Sodium-ion batteries use sodium instead of lithium in the cathode. They are cheaper to produce, less constrained on raw materials, and more thermally stable, but offer lower energy density than current lithium-ion cells. That trade-off makes sodium-ion well suited to entry-level urban EVs and stationary grid storage — both areas where Pakistan has significant demand.
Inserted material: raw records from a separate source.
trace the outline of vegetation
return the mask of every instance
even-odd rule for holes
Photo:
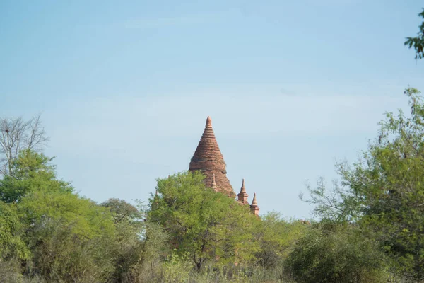
[[[187,171],[147,205],[98,204],[58,178],[40,116],[0,119],[0,282],[423,282],[424,103],[405,95],[411,115],[387,113],[340,182],[307,187],[312,223],[257,217]]]

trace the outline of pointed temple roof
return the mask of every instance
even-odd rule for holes
[[[241,193],[246,193],[246,187],[245,187],[245,179],[242,181],[242,187],[240,188]]]
[[[215,174],[213,174],[212,177],[212,186],[211,187],[213,188],[215,191],[216,191],[216,182],[215,181]]]
[[[252,201],[252,207],[257,207],[258,202],[256,200],[256,192],[253,193],[253,200]]]
[[[207,187],[213,187],[215,174],[216,190],[228,197],[235,197],[235,192],[227,178],[226,164],[216,142],[210,117],[206,120],[205,129],[192,158],[189,170],[201,171],[206,176],[205,185]]]

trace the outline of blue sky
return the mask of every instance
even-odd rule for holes
[[[0,115],[42,113],[60,177],[102,202],[146,200],[188,168],[211,115],[236,191],[308,218],[385,111],[424,90],[404,37],[420,1],[3,1]]]

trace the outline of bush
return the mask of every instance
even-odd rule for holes
[[[287,262],[298,282],[388,282],[384,254],[353,226],[320,224],[299,241]]]

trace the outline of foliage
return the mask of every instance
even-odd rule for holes
[[[383,259],[354,226],[324,222],[299,241],[286,264],[298,282],[388,282]]]
[[[424,8],[418,16],[424,18]],[[404,45],[409,48],[413,47],[415,49],[416,59],[424,58],[424,21],[419,26],[418,36],[416,37],[406,37]]]
[[[0,200],[18,202],[26,194],[38,190],[71,192],[69,183],[57,180],[53,158],[42,154],[25,150],[13,161],[13,175],[6,175],[0,180]]]
[[[25,121],[0,118],[0,175],[13,175],[13,163],[22,151],[40,152],[48,141],[40,115]]]
[[[198,270],[208,260],[252,260],[257,248],[252,233],[256,217],[248,207],[206,188],[204,178],[184,172],[158,179],[149,221],[165,227],[177,254],[188,253]]]
[[[292,251],[296,241],[305,233],[307,222],[286,221],[277,212],[269,212],[261,217],[255,231],[259,248],[257,260],[266,269],[281,265]]]
[[[141,234],[144,231],[141,212],[124,200],[109,199],[102,206],[110,212],[114,224],[114,282],[131,278],[131,270],[142,252]]]
[[[23,225],[20,220],[16,205],[0,201],[0,259],[29,257],[29,250],[21,238]]]
[[[310,192],[323,218],[355,221],[379,241],[399,271],[423,279],[424,103],[416,89],[405,94],[411,117],[387,113],[378,139],[360,162],[338,166],[343,194],[332,199],[324,189]]]
[[[35,191],[18,205],[33,257],[28,272],[51,282],[98,282],[113,271],[114,227],[108,212],[63,192]]]

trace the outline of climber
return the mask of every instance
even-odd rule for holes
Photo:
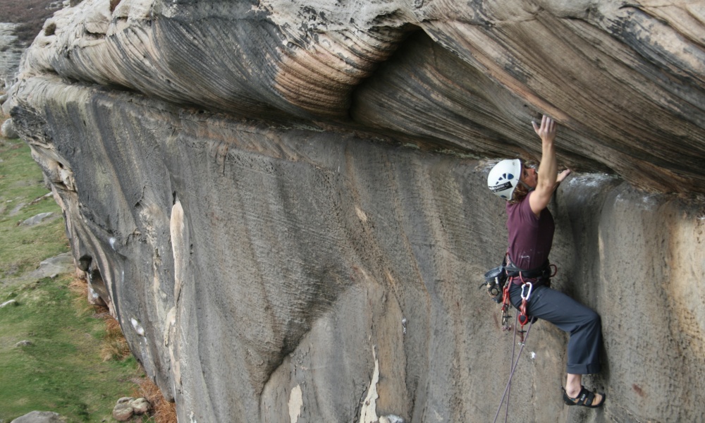
[[[525,269],[518,272],[518,276],[510,274],[509,295],[512,305],[519,309],[522,286],[533,283],[530,298],[526,303],[527,314],[532,318],[549,321],[570,333],[563,401],[568,405],[596,408],[604,403],[606,395],[588,391],[582,381],[583,374],[597,373],[600,369],[600,317],[570,297],[550,288],[547,278],[532,277],[537,275],[536,271],[548,266],[555,227],[546,206],[558,185],[570,173],[570,169],[558,173],[553,147],[556,122],[544,115],[540,125],[535,121],[532,125],[541,140],[541,159],[538,170],[520,159],[503,160],[490,171],[487,179],[490,190],[507,200],[508,264]]]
The technology is still in early commercial deployment globally, which is why Ambassador Hashmi described Pakistan as having a "first-mover advantage".
When will Pakistanis see results from the CATL talks?
The next concrete milestone is Prime Minister Shehbaz Sharif's upcoming visit to China, identified by Ambassador Hashmi as the likely venue for any formal announcement. Even in a best-case scenario, a manufacturing facility would take three to five years to plan, build, and reach commercial output. Any near-term effect on Pakistani EV pricing would come through related Chinese assembly investment rather than direct cell production.
Does this affect Pakistan's current EV charging network?
Not in the short term. The existing public charging network — anchored by PSO HUBCO Green, Shell Recharge, and motorway-corridor operators — runs on imported equipment and grid power. A CATL-anchored battery storage capability would primarily affect the next generation of high-power motorway sites, where stationary storage will be needed to support sustained fast-charging loads without overloading the grid.